Our current study demonstrated that among working-age populations in Japan, family and friends may represent important negative sources when making vaccination-related decisions. Recently it has been suggested that ‘network phenomena’ are relevant to individual lifestyles, such as eating habits and smoking [25,26], and this may also be the case for vaccination [27]. Given that network phenomena might also help spread positive health behavior (such as promoting vaccination) [28], new strategies that incorporate social networking to change peoples’ behavior on vaccination are anticipated in further research [29]. On the other hand, a previous study revealed that family and friends’ recommendation was a positive factor in influenza vaccination, especially among those aged in their 20s [7]. Further research is therefore needed to help better understand the effects of networking behavior on vaccination uptake by age group.
Interestingly, our study showed that worsening self-rated health conditions for women were significantly associated with mistrust for the governmental recommendations on vaccination. During the influenza A (H1N1) pandemic of 2009, adults at risk of medical complications such as asthma, diabetes and obesity, were recommended to be vaccinated [30,31]. While this is clearly sound medical advice, it may not be viewed as such by at-risk individuals with pre-existing concerns, who would then be unwilling to be vaccinated. It is reasonable to assume that individuals in poor health may fear adverse side effects to a heightened degree and thus, be more concerned with vaccine safety [8]. Detailed communication strategies for these people are therefore necessary to improve the success of future vaccination campaigns.

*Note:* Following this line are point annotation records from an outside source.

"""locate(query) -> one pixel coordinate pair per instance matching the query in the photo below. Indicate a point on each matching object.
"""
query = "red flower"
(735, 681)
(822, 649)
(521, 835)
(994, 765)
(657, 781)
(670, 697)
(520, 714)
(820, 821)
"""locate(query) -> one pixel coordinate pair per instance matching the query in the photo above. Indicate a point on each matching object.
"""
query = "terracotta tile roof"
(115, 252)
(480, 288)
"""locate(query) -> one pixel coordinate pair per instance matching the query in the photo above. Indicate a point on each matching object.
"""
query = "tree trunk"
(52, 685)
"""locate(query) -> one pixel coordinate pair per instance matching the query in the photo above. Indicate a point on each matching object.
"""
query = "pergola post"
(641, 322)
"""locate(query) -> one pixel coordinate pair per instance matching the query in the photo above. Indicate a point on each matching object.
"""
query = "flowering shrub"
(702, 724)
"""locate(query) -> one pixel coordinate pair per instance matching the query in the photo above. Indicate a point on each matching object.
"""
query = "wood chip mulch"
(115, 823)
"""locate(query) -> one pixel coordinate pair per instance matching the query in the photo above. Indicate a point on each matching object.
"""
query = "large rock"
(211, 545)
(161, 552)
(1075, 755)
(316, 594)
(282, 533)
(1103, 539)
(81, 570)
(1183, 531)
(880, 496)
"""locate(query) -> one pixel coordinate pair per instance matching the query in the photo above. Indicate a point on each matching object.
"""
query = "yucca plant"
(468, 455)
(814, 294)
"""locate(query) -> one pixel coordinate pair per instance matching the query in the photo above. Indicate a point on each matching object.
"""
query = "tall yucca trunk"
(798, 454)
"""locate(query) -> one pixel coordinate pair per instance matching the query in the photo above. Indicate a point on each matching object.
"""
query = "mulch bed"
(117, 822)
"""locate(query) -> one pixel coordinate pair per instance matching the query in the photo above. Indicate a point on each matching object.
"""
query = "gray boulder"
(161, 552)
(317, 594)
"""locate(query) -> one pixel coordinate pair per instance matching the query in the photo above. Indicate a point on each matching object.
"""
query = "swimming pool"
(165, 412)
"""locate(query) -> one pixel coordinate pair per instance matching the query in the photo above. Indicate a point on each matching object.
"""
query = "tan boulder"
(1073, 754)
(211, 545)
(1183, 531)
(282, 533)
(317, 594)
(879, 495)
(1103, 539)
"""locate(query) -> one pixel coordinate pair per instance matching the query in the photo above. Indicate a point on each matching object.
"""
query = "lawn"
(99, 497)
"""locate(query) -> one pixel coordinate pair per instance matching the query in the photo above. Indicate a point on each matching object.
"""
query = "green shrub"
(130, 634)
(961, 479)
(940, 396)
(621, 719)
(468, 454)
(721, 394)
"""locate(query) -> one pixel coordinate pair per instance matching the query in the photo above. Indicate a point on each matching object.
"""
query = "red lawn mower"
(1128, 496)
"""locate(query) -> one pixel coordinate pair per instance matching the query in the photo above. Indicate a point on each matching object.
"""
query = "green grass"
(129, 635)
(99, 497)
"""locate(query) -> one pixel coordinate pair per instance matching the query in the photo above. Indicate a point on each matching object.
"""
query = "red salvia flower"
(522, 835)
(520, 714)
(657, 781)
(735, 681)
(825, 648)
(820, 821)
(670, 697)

It is well-known that smokers tend to have poorer health behaviors than their non-smoking counterparts [32] and obtaining vaccinations is not an exception to this rule [6,33]. In the current study we found a weak association between mistrust for governmental recommendations for vaccination in Japan and individual smoking status. As such, more effective interventions to help smokers obtain vaccinations should be addressed during vaccination campaigns; especially in those such as pandemic flu, where smokers can be at a higher risk of developing complications [34]. The workplace is known to offer important opportunities for public health interventions, including tobacco control; [35] and given that the population in the current study consisted of working-age persons, may offer an ideal way forwards in this regard [36].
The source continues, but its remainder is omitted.